Preheat the oven to 300℉ (148℃). (Alternatively, use a slow cooker and cover the brisket ¾ of the way with broth or water.)
In a bowl, mix together brown sugar, paprika, salt, black pepper, chili powder, garlic powder, onion powder, and cayenne pepper to make the dry rub.
Pat the beef brisket dry with paper towels. Rub the dry rub all over the brisket, covering all sides. Wrap in foil and place fat side up on a baking sheet. Cook the brisket in the oven for 3 hours (or in the slow cooker for 6–8 hours). Turn off the oven and let the brisket rest for about 30 minutes before slicing.
Preheat the oven to 400°F (204°C). Line a baking sheet with parchment paper or lightly grease it.
In a large bowl, combine olive oil, garlic powder, paprika, dried oregano, dried thyme, salt, and black pepper.
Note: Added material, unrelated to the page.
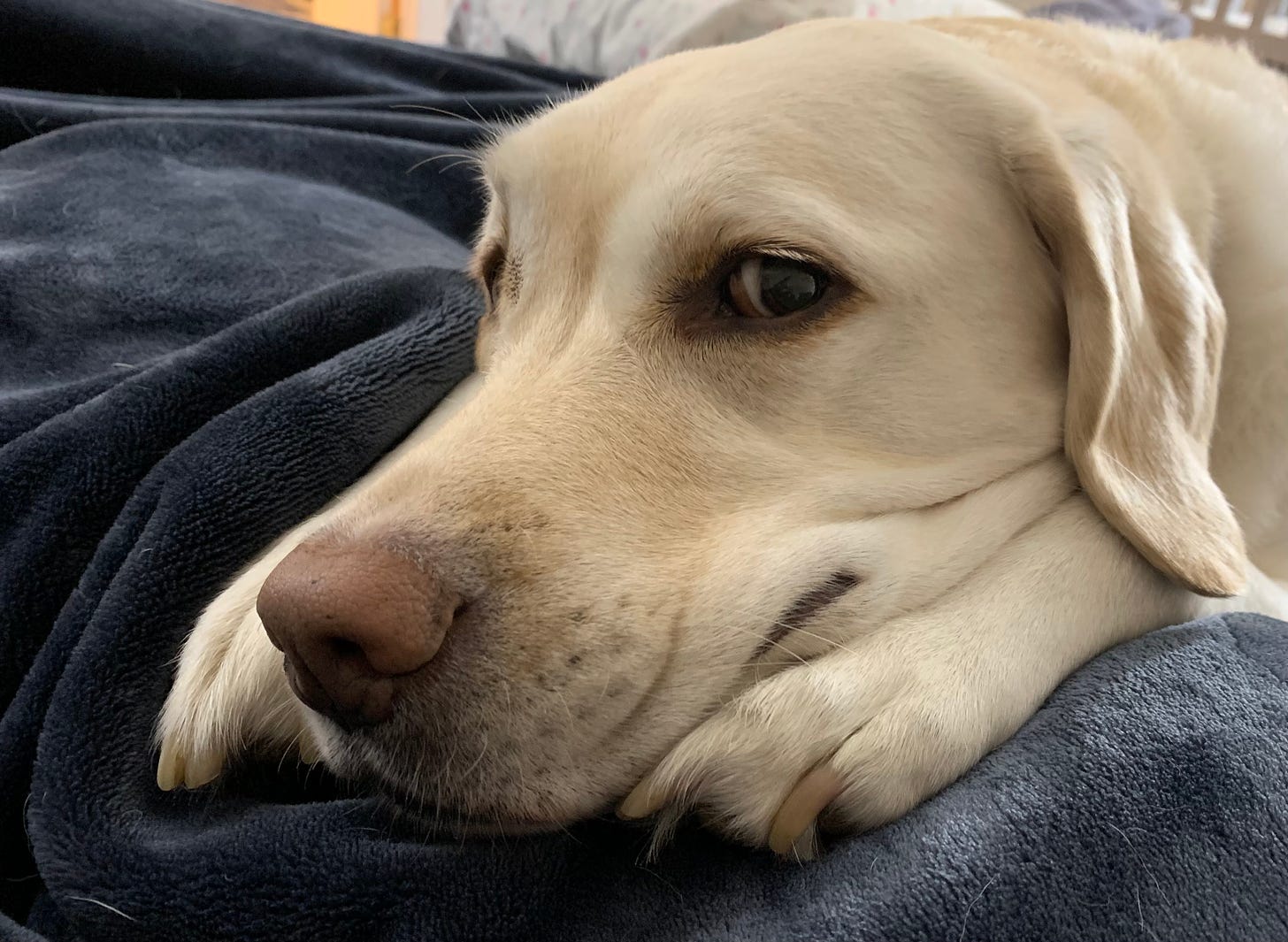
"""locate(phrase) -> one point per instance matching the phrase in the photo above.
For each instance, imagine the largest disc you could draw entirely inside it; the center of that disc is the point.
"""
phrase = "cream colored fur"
(1051, 415)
Toss the potato wedges in the seasoning mixture until evenly coated.
Arrange the wedges in a single layer on the baking sheet, ensuring they arent overlapping. Bake for 25–30 minutes, flipping halfway, until golden brown and crispy on the outside and tender inside.
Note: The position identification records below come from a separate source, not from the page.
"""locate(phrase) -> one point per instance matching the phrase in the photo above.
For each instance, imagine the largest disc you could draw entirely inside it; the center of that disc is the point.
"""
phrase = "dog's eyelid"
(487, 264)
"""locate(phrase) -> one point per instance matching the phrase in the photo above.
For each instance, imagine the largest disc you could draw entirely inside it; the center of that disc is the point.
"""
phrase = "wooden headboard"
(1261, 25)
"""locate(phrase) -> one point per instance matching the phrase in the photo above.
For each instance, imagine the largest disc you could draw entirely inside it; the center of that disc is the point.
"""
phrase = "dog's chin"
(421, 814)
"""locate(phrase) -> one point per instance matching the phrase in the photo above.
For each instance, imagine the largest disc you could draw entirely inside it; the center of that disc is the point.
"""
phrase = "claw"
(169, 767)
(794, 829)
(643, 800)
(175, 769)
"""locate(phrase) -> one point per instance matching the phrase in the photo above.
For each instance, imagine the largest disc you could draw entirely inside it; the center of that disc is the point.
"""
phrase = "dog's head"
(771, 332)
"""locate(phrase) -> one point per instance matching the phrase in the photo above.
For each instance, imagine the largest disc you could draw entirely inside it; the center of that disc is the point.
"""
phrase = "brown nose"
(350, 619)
Steam the broccoli: Bring a pot of salted water to a boil. Add broccoli florets, reduce heat, and simmer for 5–7 minutes until bright green and tender. Drain and season with salt and pepper. Set aside.
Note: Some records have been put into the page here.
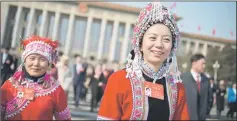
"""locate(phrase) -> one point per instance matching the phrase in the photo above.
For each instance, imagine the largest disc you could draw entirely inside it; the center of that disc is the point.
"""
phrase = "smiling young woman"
(32, 93)
(151, 67)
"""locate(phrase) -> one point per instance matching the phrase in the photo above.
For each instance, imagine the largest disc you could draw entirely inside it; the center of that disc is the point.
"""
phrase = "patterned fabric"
(65, 114)
(42, 46)
(152, 14)
(15, 106)
(103, 118)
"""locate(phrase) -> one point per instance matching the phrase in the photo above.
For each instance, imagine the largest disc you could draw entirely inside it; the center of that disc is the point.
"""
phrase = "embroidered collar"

Slice the brisket thinly against the grain.
Assemble the sandwiches: Place sliced brisket on the bottom bun and spoon barbecue sauce on top (if using). Cover with the top bun.
Serve the Texas brisket sandwiches with potato wedges, steamed broccoli, ketchup, and cold IPA beer.
Save or freeze any leftover brisket for future meals.